Para ser un tema tan sensible es increíble que quienes han hablado al respecto repitan las mismas palabras sosas e inútiles. Porque si algo merece premio a los lugares comunes es la corrupción. Las últimas semanas están llenas de opiniones al respecto. Los indignados, por ejemplo, han bromeado con la pena capital, han culpado a la crisis de valores y a la mala educación, y han hecho la irreverente propuesta de votar bien. En resumen, ¡¡¡Que alguien haga algo, por Dios!!!

También hay análisis que, aunque no exudan rabia, pecan de buenismo. ¿Alguien acaso diría que no a las fórmulas gaseosas de fortalecer los mecanismos de control y de cambiar la actitud de la sociedad?

Este último análisis tenía una perspectiva puntual sobre la contratación pública. Me gustó, excepto cuando dijo que “Colombia debe reevaluar el beneficio de “ahorrar” en estudios y obligarse a asignar presupuestos suficientes para que los costos de las obras se dimensionen adecuadamente antes de proceder a contratarlas”. Suficiente.

Todos esos diagnósticos y sus soluciones tienen dos cosas en común. La primera, viene de opinadores de la sociedad civil. La segunda, todos reclaman más Estado (Tal vez consideran que no ha habido suficiente). Quieren apagar fuego con gasolina. En últimas, sus reclamos significan más burocracia, regulaciones o impuestos. Y es justamente ese medio en el que se cuece la corrupción.

Los opinadores en general están tan intoxicados de pensamiento único, y profesan tal reverencia a las posibilidades del poder, que son incapaces de ver la contradicción de sus planteamientos. Es la misma inconsistencia filosófica de los que se indignan por las alzas de impuestos y, a la vez, exigen que todo lo que defienden se convierta en derecho. Y ahora que ya casi arrancan las candidaturas presidenciales, todos los candidatos se subieron al bus de la anticorrupción, reduciendo el tema de la corrupción a un problema de personas: Si ha habido corrupción es porque no ha estado las personas correctas al mando. Pero eso es un error.

Aclaro que la calidad moral de las personas es importante, pero es un riesgo muy grande confiar en la sabiduría y bondad de los que lleguen a gobernar. Considerando que los peores elementos son lo que están dispuestos a hacer lo que sea por el poder, el riesgo es mayor. Por eso, lo único que en verdad importa son los límites del Estado. Límites a la burocracia, las regulaciones y a los impuestos, y por ahí mismo a todo lo demás en lo que se quiere meter.

Karl Popper decía que la democracia consiste en poner bajo control al poder político. Por eso, la discusión importante no debería ser por quién vamos a votar. El punto importante sería cuáles son los límites de los que serán elegidos.

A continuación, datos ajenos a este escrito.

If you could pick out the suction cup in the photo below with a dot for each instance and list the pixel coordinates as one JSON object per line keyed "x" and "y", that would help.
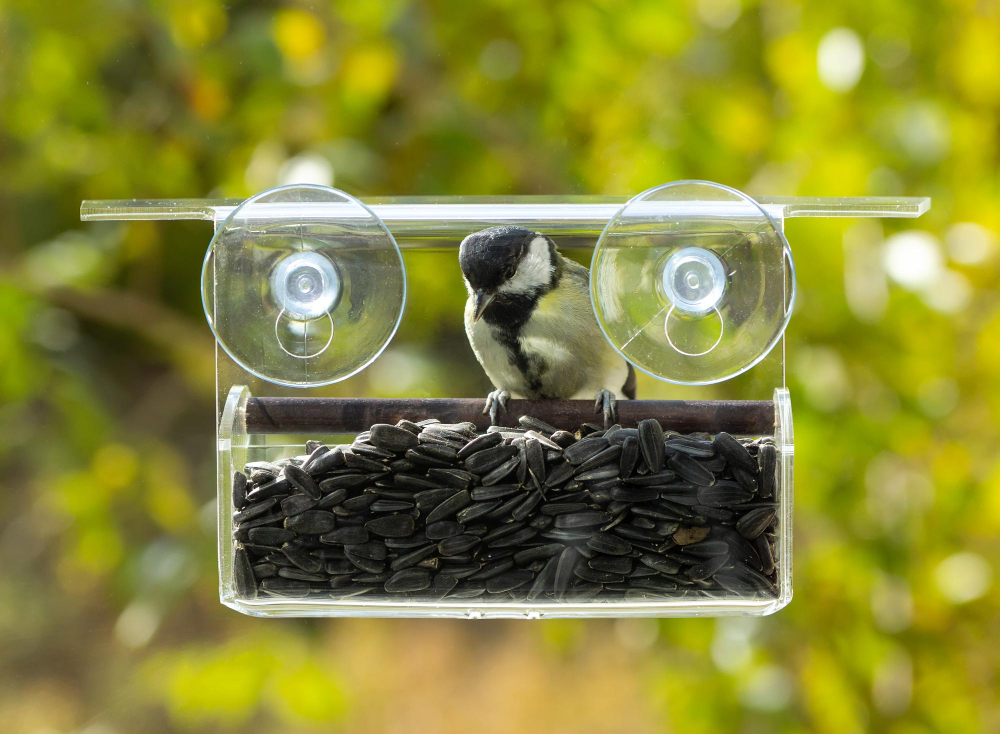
{"x": 303, "y": 285}
{"x": 693, "y": 282}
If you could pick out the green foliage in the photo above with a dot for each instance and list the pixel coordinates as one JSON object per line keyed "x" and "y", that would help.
{"x": 108, "y": 613}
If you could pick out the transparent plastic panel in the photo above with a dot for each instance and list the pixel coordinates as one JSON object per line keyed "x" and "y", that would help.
{"x": 413, "y": 219}
{"x": 413, "y": 507}
{"x": 303, "y": 301}
{"x": 694, "y": 293}
{"x": 422, "y": 520}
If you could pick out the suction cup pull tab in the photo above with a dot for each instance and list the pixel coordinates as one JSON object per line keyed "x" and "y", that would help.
{"x": 303, "y": 285}
{"x": 693, "y": 282}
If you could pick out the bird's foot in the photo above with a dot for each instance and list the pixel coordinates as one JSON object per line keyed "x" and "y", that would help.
{"x": 495, "y": 402}
{"x": 607, "y": 403}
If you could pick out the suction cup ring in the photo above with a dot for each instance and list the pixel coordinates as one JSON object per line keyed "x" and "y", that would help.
{"x": 306, "y": 284}
{"x": 666, "y": 333}
{"x": 305, "y": 329}
{"x": 694, "y": 280}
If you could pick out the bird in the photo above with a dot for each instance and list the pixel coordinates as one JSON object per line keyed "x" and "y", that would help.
{"x": 531, "y": 325}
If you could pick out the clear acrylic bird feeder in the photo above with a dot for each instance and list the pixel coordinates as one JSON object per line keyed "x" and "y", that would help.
{"x": 362, "y": 506}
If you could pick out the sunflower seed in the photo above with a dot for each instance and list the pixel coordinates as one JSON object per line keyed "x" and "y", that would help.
{"x": 609, "y": 544}
{"x": 583, "y": 519}
{"x": 724, "y": 493}
{"x": 583, "y": 449}
{"x": 651, "y": 444}
{"x": 690, "y": 470}
{"x": 755, "y": 522}
{"x": 444, "y": 529}
{"x": 501, "y": 471}
{"x": 325, "y": 462}
{"x": 735, "y": 452}
{"x": 767, "y": 456}
{"x": 450, "y": 506}
{"x": 243, "y": 576}
{"x": 311, "y": 522}
{"x": 347, "y": 535}
{"x": 413, "y": 557}
{"x": 391, "y": 526}
{"x": 457, "y": 545}
{"x": 706, "y": 568}
{"x": 392, "y": 438}
{"x": 565, "y": 565}
{"x": 409, "y": 579}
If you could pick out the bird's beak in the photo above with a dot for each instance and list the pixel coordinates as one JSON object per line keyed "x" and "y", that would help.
{"x": 483, "y": 299}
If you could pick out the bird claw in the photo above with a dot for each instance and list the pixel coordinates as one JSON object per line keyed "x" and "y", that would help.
{"x": 495, "y": 402}
{"x": 607, "y": 403}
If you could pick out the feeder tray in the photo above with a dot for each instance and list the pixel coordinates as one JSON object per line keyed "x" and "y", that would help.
{"x": 332, "y": 506}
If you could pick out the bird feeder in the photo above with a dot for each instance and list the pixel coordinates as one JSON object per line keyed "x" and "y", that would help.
{"x": 364, "y": 506}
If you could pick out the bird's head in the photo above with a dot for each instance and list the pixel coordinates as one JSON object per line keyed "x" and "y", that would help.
{"x": 506, "y": 261}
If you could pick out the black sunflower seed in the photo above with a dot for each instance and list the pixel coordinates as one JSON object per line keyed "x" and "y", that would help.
{"x": 651, "y": 443}
{"x": 285, "y": 587}
{"x": 723, "y": 494}
{"x": 690, "y": 446}
{"x": 270, "y": 536}
{"x": 444, "y": 529}
{"x": 484, "y": 461}
{"x": 587, "y": 573}
{"x": 583, "y": 449}
{"x": 254, "y": 510}
{"x": 324, "y": 462}
{"x": 767, "y": 456}
{"x": 735, "y": 452}
{"x": 413, "y": 557}
{"x": 239, "y": 490}
{"x": 297, "y": 503}
{"x": 495, "y": 492}
{"x": 343, "y": 481}
{"x": 501, "y": 471}
{"x": 301, "y": 558}
{"x": 690, "y": 470}
{"x": 755, "y": 522}
{"x": 745, "y": 478}
{"x": 450, "y": 506}
{"x": 409, "y": 579}
{"x": 565, "y": 564}
{"x": 243, "y": 576}
{"x": 347, "y": 535}
{"x": 635, "y": 494}
{"x": 558, "y": 474}
{"x": 586, "y": 518}
{"x": 392, "y": 438}
{"x": 705, "y": 569}
{"x": 609, "y": 544}
{"x": 508, "y": 581}
{"x": 311, "y": 522}
{"x": 391, "y": 526}
{"x": 373, "y": 549}
{"x": 428, "y": 499}
{"x": 457, "y": 545}
{"x": 451, "y": 477}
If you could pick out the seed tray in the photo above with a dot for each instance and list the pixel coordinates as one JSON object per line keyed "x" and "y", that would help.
{"x": 432, "y": 517}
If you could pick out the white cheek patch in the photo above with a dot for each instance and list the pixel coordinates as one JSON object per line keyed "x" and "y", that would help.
{"x": 535, "y": 270}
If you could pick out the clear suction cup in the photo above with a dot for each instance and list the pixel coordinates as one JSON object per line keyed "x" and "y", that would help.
{"x": 693, "y": 282}
{"x": 303, "y": 285}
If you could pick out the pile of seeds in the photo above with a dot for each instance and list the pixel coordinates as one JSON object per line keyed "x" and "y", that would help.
{"x": 439, "y": 512}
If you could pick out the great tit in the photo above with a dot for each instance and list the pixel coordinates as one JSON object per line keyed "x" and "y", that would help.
{"x": 531, "y": 324}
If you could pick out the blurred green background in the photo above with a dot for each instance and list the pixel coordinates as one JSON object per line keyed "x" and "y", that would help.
{"x": 109, "y": 618}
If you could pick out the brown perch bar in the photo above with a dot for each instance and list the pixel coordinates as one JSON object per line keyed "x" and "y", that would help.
{"x": 353, "y": 415}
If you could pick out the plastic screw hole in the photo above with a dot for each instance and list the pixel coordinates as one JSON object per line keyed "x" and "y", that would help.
{"x": 306, "y": 284}
{"x": 694, "y": 280}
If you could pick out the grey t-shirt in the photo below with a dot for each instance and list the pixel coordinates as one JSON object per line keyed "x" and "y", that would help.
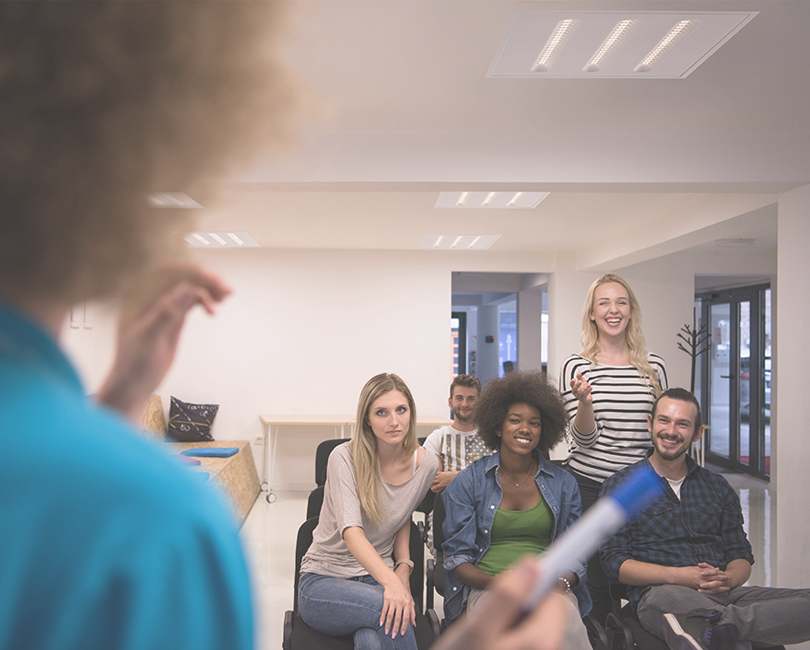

Pero los políticos no hablan de límites. Al contrario, necesitan más poder para poner las cosas en orden. Y como ese poder necesita dinero, tampoco le van a decir que tenemos que disminuir la presa y que deje de ser tan apetitosa. ¿Pero acaso no necesitamos dinero para construir las carreteras que nos conducirán a la prosperidad? Pues mire, sin instituciones que incentiven a los individuos a generar riqueza, unas fabulosas carreteras no sirven de nada. Y en un país donde se ataca constantemente a la innovación y la libertad económica de los individuos, dudo mucho que existan esas instituciones.

Al final de todo, los individuos seguiremos indefensos ante el poder del Leviatán. No crea el argumento perezoso según el cual la corrupción es hija de la falta de Estado. Porque si la receta es mala, no importa lo bueno que sea el cocinero.